Milano. Dopo la sparatoria avvenuta ieri mattina ad opera di Claudio Giardiello, imputato in un processo per bancarotta, è stata intensificata la sorveglianza relativamente agli ingressi del Palazzo di Giustizia. L'uomo ha sparato ed ucciso 3 persone, tra le quali vi erano anche un avvocato ed il giudice Fernando Ciampi.

Vigilanza insufficiente ed apparecchi non performanti

Le maggiori perplessità, in relazione a quanto avvenuto nell'edificio, riguardano proprio l'efficacia dei controlli: il killer, accedendo da un ingresso laterale del Palazzo, avrebbe fornito un falso tesserino identificativo. Forti le critiche mosse anche in relazione ai metal detector, che non sono stati in grado di rilevare la presenza di una pistola addosso all'uomo, pur essendo stati dichiarati in funzione durante lo svolgimento dei fatti. Tuttavia, secondo quanto affermato dal personale tecnico, addetto alla manutenzione degli apparecchi, questi ultimi erano spesso soggetti a malfunzionamenti e ciò avrebbe facilmente potuto comprometterne l'affidabilità.

Massima allerta e verifiche incessanti

Attualmente, il livello d'attenzione è alle stelle, rendendo conseguentemente più rigorosi i controlli, che ora prevedono anche la presenza di un carabiniere aggiuntivo, oltre alle guardie di vigilanza privata. Per quel che riguarda invece l'ingresso con metal detector, in corrispondenza di corso Porta Vittoria e destinato al transito del pubblico, si segnala la presenza di una lunga fila in prossimità della scalinata adiacente.

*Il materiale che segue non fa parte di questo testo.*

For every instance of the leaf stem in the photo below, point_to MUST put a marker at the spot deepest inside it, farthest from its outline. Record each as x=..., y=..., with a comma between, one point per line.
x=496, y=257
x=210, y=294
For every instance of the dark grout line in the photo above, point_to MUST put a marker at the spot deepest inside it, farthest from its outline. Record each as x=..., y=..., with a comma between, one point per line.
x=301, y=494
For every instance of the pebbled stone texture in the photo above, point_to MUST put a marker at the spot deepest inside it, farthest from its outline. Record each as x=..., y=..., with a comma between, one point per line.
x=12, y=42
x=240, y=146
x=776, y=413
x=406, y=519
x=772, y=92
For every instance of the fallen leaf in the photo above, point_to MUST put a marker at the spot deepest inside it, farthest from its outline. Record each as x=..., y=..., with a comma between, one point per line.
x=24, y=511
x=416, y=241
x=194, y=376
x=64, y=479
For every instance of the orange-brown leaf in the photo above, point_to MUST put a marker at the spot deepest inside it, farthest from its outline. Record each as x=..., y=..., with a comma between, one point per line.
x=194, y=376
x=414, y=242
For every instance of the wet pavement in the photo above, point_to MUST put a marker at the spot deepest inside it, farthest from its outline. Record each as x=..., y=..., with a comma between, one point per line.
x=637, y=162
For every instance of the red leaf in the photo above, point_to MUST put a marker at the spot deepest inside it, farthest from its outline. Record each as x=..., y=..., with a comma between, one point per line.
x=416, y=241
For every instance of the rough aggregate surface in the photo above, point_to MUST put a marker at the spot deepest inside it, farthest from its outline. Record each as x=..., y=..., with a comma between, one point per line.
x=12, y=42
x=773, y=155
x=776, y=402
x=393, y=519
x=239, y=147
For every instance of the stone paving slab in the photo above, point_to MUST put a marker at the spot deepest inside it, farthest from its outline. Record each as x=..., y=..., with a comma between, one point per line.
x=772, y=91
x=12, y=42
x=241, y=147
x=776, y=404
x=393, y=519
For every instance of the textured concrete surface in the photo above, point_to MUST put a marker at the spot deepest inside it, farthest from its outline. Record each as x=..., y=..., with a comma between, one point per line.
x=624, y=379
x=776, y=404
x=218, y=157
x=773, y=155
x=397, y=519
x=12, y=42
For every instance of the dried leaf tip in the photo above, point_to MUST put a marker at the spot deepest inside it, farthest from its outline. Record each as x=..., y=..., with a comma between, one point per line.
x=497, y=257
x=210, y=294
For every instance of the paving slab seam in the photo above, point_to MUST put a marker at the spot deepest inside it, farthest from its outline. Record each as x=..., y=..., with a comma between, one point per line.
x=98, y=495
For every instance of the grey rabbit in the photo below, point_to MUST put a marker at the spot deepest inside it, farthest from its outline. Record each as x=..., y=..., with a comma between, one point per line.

Matteo Renzi interviene sulla questione sicurezza

Questa mattina il Premier si è espresso in relazione a quanto accaduto nella giornata di ieri, ponendo l'accento sui sistemi di sicurezza. Renzi, pur sottolineando l'impegno degli uomini e delle donne operanti nel suddetto ambito, precisa come questo tipo di errori siano gravi ed inaccettabili, specie in previsione di un altro importante eventi che vedrà coinvolto il nostro Paese, ed in special modo Milano, vale a dire Expo 2015, per il quale l'Italia appare tutt'altro che pronta.